1.3. Compiling Models¶
TI TVM supports two options for compiling models with TIDL offload. The distinction is based on where layers that are not supported by TIDL are executed during inference:
Executing unsupported layers on Arm (See flow in Figure 1).
Executing unsupported layers on C7x (See flow in Figure 2). This option frees up the Arm device to run other aspects of the application. It can also improve overall inference performance by minimizing communication across the Arm and C7x.
The following figures show components added by TIDL and the TI TVM fork outlined in red.
Figure 1: Mapped to Arm |
|
Figure 2: Mapped to C7x |
See Compilation Explained for further details about TI TVM compilation.
1.3.1. Compiling for TIDL Offload¶
TVM compilation is typically performed using a Python compilation script. Example scripts are provided in the TI edgeai-tidl-tools and TI TVM fork Git repositories. You can use these examples as templates to modify for your own use cases.
An overview of TI Open Source Runtime and compilation options are provided in the TI edgeai-tidl-tools overview.
The following Python functions are used in the examples provided by the TI TVM fork.
1.3.1.1. compile_model¶
The compile_model
function encapsulates the steps required to compile a model with TIDL offload.
- relay.ti_tests.compile_model.compile_model(model_name: str, platform: str, compile_for_device: bool, enable_tidl_offload: bool, enable_c7x_codegen: bool, batch_size: int = 0)[source]¶
Compile a model based on the parameters specified.
- Parameters
model_name – name of the model as specified in models.py (E.g. mv2_onnx).
platform – in [“J7”, “J721S2””, “AM62A”]
compile_for_device – True => Compile module for inference on device (aarch64). False => Compile module for inference on host (x86).
enable_tidl_offload – Set to True to enable TIDL offload.

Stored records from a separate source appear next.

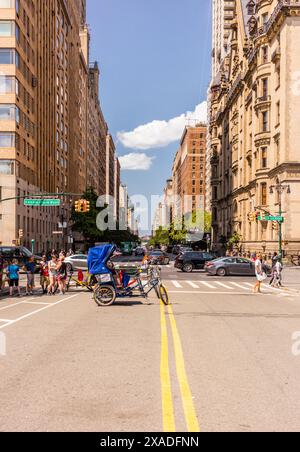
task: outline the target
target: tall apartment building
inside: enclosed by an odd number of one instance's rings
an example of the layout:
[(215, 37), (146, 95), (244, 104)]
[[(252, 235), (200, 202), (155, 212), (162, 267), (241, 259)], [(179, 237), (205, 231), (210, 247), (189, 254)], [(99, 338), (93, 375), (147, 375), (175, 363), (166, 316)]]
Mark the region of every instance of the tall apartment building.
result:
[(175, 218), (206, 208), (206, 133), (205, 124), (184, 130), (173, 165)]
[(114, 198), (115, 198), (115, 218), (120, 219), (120, 185), (121, 185), (121, 165), (117, 156), (115, 156), (114, 168)]
[(98, 63), (91, 63), (89, 68), (89, 115), (88, 115), (88, 161), (87, 184), (97, 194), (106, 193), (106, 137), (108, 127), (99, 101)]
[(212, 0), (212, 73), (219, 72), (221, 63), (229, 50), (231, 22), (234, 17), (236, 0)]
[[(221, 78), (222, 66), (225, 56), (230, 49), (231, 23), (235, 15), (236, 0), (212, 0), (212, 80), (208, 89), (208, 122), (211, 119), (211, 102), (214, 87)], [(207, 156), (206, 156), (206, 206), (211, 211), (211, 159), (212, 159), (211, 130), (207, 131)]]
[(299, 45), (297, 0), (237, 1), (212, 97), (215, 246), (237, 232), (245, 251), (277, 250), (276, 223), (249, 214), (278, 215), (281, 203), (284, 250), (299, 251)]
[[(97, 83), (85, 0), (0, 0), (1, 199), (79, 194), (90, 185), (106, 192), (107, 126)], [(27, 247), (32, 240), (39, 251), (65, 245), (53, 234), (70, 218), (71, 199), (61, 201), (60, 208), (0, 203), (0, 244), (12, 245), (22, 229)]]

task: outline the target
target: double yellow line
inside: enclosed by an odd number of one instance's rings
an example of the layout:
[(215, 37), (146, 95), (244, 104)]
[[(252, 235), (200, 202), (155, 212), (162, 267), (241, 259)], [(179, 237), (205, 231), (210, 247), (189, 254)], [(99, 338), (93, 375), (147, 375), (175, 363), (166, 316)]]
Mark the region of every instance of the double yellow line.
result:
[[(166, 311), (167, 309), (167, 311)], [(162, 411), (163, 427), (165, 432), (176, 432), (174, 404), (172, 396), (172, 385), (169, 366), (169, 341), (167, 329), (167, 314), (170, 319), (172, 338), (174, 344), (174, 354), (176, 362), (176, 373), (180, 387), (182, 405), (185, 421), (189, 432), (199, 432), (199, 422), (193, 401), (192, 392), (189, 386), (188, 377), (185, 368), (183, 350), (180, 335), (178, 332), (176, 320), (172, 306), (165, 308), (163, 303), (160, 307), (161, 312), (161, 390), (162, 390)]]

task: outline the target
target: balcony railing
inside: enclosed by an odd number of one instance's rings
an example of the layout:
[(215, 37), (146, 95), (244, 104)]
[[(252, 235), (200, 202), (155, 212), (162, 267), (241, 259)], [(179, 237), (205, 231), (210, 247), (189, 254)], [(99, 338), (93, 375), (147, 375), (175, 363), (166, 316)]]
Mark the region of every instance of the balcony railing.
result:
[(266, 104), (269, 104), (271, 102), (271, 96), (262, 96), (262, 97), (258, 97), (255, 100), (255, 108), (260, 108), (265, 106)]

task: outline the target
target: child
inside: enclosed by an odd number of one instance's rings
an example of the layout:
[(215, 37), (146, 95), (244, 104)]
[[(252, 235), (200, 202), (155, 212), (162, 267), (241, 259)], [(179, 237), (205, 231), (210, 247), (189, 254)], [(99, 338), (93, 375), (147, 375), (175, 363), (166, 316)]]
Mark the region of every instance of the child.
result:
[(21, 289), (20, 289), (20, 267), (18, 266), (18, 261), (13, 261), (11, 265), (7, 267), (7, 274), (8, 274), (8, 280), (9, 280), (9, 294), (12, 297), (14, 294), (14, 287), (17, 288), (18, 296), (21, 296)]
[(27, 275), (27, 286), (26, 286), (26, 296), (33, 295), (34, 288), (34, 272), (35, 272), (35, 262), (34, 257), (29, 259), (29, 262), (26, 262), (24, 269), (26, 270)]

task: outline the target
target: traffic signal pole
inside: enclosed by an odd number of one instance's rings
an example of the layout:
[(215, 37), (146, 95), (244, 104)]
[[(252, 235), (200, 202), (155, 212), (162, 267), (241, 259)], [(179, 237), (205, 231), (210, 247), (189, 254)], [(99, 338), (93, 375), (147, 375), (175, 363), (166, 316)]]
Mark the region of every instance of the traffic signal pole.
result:
[[(280, 195), (279, 195), (279, 215), (282, 217), (282, 199), (281, 199), (281, 195), (282, 195), (282, 193), (280, 192)], [(279, 256), (282, 259), (283, 258), (282, 221), (279, 221), (278, 240), (279, 240)]]

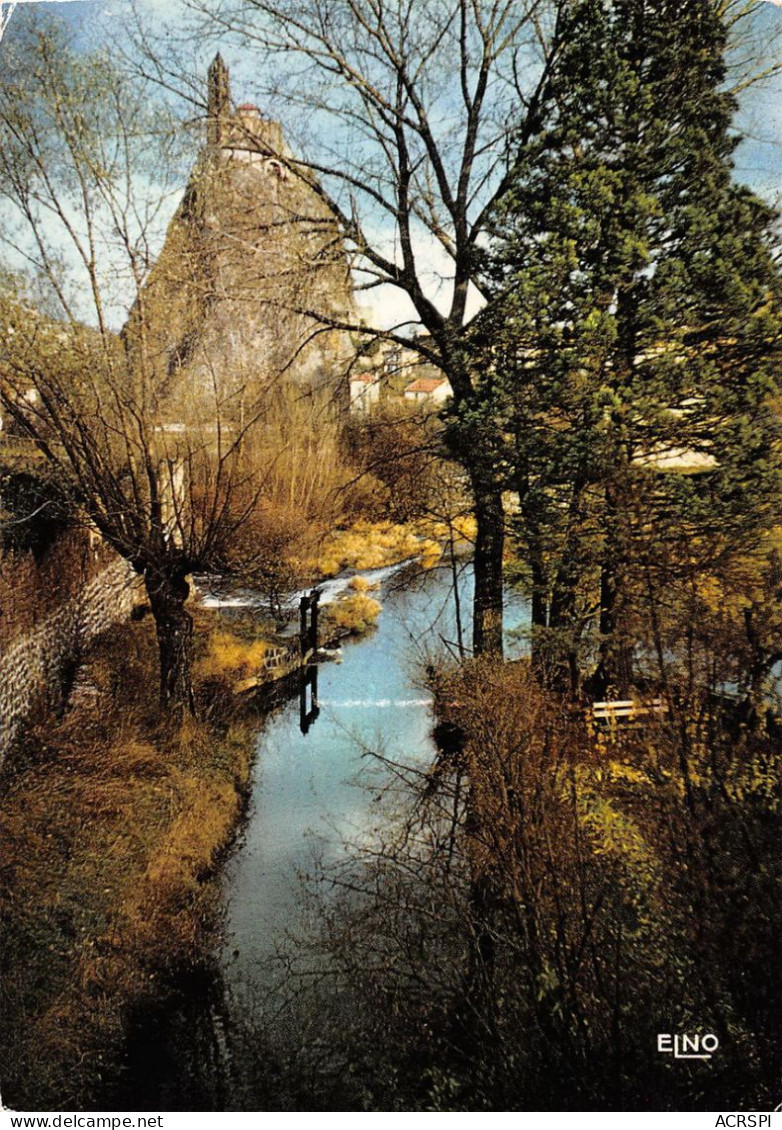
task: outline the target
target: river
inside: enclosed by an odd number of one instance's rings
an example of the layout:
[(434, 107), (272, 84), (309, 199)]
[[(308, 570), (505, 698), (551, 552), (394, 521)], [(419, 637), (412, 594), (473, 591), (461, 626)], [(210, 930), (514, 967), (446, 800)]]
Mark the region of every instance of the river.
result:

enable_c7x_codegen – True => Enable c7x code generation for layers not offloaded to TIDL. i.e. entire network runs on the C7x. False => Enable Arm code generation for layers not offloaded to TIDL. i.e. Unsupported layers are run on Arm (aarch64).
batch_size – 0: use the batch size that comes with the model otherwise: override the default batch size
- Return type
True for success, False for failure.
Listing 1.1 shows the key functions called from compile_model.
1 os.environ["TIDL_RELAY_MAX_BATCH_SIZE"] = str(batch_size)
2
3 # Obtain model and convert to Relay
4 mod, params = get_relay_model(model_name, batch_size)
5
6 # Get inputs to use for calibraton (required for TIDL offload)
7 calibration_input_list = get_calib_inputs(model_name, batch_size)
8
9 # Generate a name for the artifacts folder based on the model and other parameters
10 artifacts_folder = get_artifacts_folder(model_name, platform, compile_for_device,
11 enable_tidl_offload, enable_c7x_codegen,
12 batch_size)
13
14 # Compile the model using TVM and place the output in the artifacts_folder
15 result = compile.compile_relay(mod, params, calibration_input_list, platform, compile_for_device,
After a successful compile, the artifacts required to deploy the model are stored in the artifacts_folder.
1.3.1.2. compile_relay¶
The compile_relay
function uses the TIDLCompiler class to partition the relay graph for offload subgraphs to TIDL.
- tvm.contrib.tidl.compile.compile_relay(mod: IRModule, params: Dict[str, NDArray], calibration_input_list: List[Dict[str, NDArray]], platform: str, compile_for_device: bool, enable_tidl_offload: bool, enable_c7x_codegen: bool, artifacts_folder: str, tidl_tensor_bits: int = 8) bool [source]¶
Compile Relay IR module based on the parameters specified
- Parameters
mod – Input Relay IR module.
params – The parameter dict used by Relay.
platform – in [“J7”, “J721S2”, “AM62A”]
calibration_input_list – A dictionary where the key is input name and the value is input tensor.
compile_for_device – True => Compile module for inference on device (aarch64). False => Compile module for inference on host (x86).
enable_tidl_offload – Set to True to enable TIDL offload.
enable_c7x_codegen – True => Enable c7x code generation for layers not offloaded to TIDL. i.e. entire network runs on the C7x. False => Enable Arm code generation for layers not offloaded to TIDL. Unsupported layers are run on Arm (aarch64).
tidl_tensor_bits – Number of bits used to represent TIDL tensors and weights.
- Return type
True for success, False for failure.